The "crash" and "hang up" mentioned here mean that the testnet cannot determine the epoch. The reason why the epoch cannot be determined is that more than 1/3 of the validators are offline. In design, this testnet will not stand dead when it encounters problems, but will quickly and clearly show failure.

The cornerstone of this testnet is 4 AWS t2.medium instances (the hardware configuration is 2 vCPU, 4gb RAM, 32gb SSD); each instance serves as a public boot node, and loads 4096 validators. In fact, we are also surprised that they can last so long; for a few machines with ordinary hardware configurations, this is a huge burden; as long as two of them are offline, the test network cannot be finalized.

We analyzed these two crashes and learned a lot (details in subsequent chapters). Our team has returned to development work and hopes to release a new testnet next week (it may also be the next few weeks, and the work may be affected by holidays). You can learn about our progress on this page of v0.1.1 milestone.


Major causes of testnet crash

The direct cause of the first crash of the testnet was a loop in the software's networked components, which would "see" certain attestation data being repeatedly released. This cycle appeared on two of the four primary nodes we deployed, exhausting their resources, making them unable to produce blocks and witness data. This problem was the direct cause of the two crashes.

We have updated our gossipsub implementation, and now each content is addressed based on its content, which means that if we receive two messages with the same content, the gossipsub protocol will ignore the second message. We have also added duplicate message checking to the Lighthouse client code to prevent sending and receiving duplicate messages.

Secondary cause of testnet crash

Data volume skyrocketed

After the two beacon nodes go down, it is impossible for the testnet to finalize the block (because 50% of the validators are offline). However, the remaining two nodes continue to send and receive blocks, which is what we want to see. However, after the network lost its finality, they were unable to trim and compress their databases, which resulted in their databases growing at a few GB per hour. Because we limited the hard disks of the test network nodes to 32 GB (including the part occupied by the operating system), eventually, their disks were full of old data and could no longer accept new blocks. This caused the other two nodes to go offline as well.

In this case, it is also very simple to resume the test network operation, just increase the hard disk and restart the node. We are also very satisfied with this recovery method, because it means that some nodes with large hard disks will be hardly affected in two crashes.

At the time of this writing, Michael is working on a solution to this problem, with the idea of ​​reducing the size of the database by 32 times.

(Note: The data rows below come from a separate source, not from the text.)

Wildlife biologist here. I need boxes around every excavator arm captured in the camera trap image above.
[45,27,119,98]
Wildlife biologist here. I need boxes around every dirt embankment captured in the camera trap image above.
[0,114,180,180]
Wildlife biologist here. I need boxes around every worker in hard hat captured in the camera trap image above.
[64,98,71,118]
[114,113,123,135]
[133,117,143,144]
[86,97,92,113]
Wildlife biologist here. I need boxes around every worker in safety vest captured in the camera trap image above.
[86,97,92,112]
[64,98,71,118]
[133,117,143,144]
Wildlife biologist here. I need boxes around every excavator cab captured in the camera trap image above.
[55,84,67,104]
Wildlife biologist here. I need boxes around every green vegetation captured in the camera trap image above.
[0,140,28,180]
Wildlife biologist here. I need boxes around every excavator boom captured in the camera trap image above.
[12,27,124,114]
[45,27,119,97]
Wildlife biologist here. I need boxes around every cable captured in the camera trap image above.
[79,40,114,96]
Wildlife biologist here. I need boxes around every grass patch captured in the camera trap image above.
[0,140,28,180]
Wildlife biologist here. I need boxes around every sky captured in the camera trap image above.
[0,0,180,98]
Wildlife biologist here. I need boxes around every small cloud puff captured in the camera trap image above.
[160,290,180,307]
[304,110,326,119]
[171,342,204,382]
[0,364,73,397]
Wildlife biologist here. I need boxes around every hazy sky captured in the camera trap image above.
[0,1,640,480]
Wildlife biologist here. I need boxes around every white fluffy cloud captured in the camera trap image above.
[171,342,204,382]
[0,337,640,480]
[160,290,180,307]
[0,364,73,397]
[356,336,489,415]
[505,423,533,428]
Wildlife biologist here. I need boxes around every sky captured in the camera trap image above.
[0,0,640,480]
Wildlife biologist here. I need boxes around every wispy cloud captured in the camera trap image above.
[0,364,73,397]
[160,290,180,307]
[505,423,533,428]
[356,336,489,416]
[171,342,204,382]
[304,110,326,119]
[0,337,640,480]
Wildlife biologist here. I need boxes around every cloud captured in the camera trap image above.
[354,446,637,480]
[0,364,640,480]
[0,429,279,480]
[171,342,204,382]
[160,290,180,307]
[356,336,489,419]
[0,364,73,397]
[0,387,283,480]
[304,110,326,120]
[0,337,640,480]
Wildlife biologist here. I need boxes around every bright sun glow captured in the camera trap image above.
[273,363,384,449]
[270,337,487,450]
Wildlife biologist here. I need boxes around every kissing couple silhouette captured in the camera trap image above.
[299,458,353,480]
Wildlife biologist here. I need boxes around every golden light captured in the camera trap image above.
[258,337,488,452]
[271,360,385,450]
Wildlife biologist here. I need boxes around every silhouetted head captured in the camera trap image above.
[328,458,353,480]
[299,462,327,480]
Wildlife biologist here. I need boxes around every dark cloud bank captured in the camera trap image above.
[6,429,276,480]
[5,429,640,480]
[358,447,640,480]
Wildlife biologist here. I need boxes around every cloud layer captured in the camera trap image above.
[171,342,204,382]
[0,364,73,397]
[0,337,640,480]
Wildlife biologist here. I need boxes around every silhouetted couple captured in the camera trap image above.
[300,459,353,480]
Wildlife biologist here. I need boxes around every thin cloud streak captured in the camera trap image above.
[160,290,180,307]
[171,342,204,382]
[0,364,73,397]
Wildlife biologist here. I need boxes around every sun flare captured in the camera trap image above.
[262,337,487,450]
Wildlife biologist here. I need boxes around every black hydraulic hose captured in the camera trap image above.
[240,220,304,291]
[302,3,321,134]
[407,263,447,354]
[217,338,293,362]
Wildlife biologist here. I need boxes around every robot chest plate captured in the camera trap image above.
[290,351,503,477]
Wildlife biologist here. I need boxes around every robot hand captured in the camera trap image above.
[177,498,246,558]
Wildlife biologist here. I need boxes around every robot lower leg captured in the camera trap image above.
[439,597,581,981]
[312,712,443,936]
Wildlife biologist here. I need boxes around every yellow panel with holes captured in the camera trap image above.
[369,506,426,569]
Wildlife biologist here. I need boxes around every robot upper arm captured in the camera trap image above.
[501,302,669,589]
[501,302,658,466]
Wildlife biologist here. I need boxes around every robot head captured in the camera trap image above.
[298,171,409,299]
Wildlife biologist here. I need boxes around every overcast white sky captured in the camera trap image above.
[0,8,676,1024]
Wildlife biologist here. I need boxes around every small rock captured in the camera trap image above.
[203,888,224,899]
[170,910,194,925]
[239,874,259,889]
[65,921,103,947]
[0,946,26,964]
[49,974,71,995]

Although we are glad to see that the node can recover after 100 epochs cannot be finalized, the current situation is equivalent to a node with less than 64 gb hard disks with only about 10 hours of survival time. Resilience is important to the Lighthouse client, and Michael's update extends 10 hours to 13 days.

Forked selection

We also observed that the fork selection time of the network was extended to 8 seconds. In our opinion, this is unacceptable and must be addressed. We realized that this problem was caused by excessive loading of the beacon state from the disk, so we have written a PR to solve this problem.

Community feedback

It's great to see people participating in the Lighthouse testnet and running their own validators. More than 400 participants participated in our testnet! Thanks for their feedback! The following suggestions were mentioned repeatedly:

Requires faster synchronization time: We are working on it, and it is expected that the synchronization speed can be 1.5 to 2 times faster in the 0.1.1 version.

Better docker documentation: Scott is optimizing these documents, and the new testnet will deploy with docker (ie, we will try to use docker for ourselves).

More stable eth1 node: We provide a public eth1 node for the convenience of users, but it turns out that this node has also caused some validators to go down. When the next testnet is released, we will deploy a small number of nodes in different regions and do load balancing among these nodes.

More API endpoints: The team contacted us and hoped that their block browser could get more API endpoints. We have submitted a PR which is expected to be merged in version 0.1.1.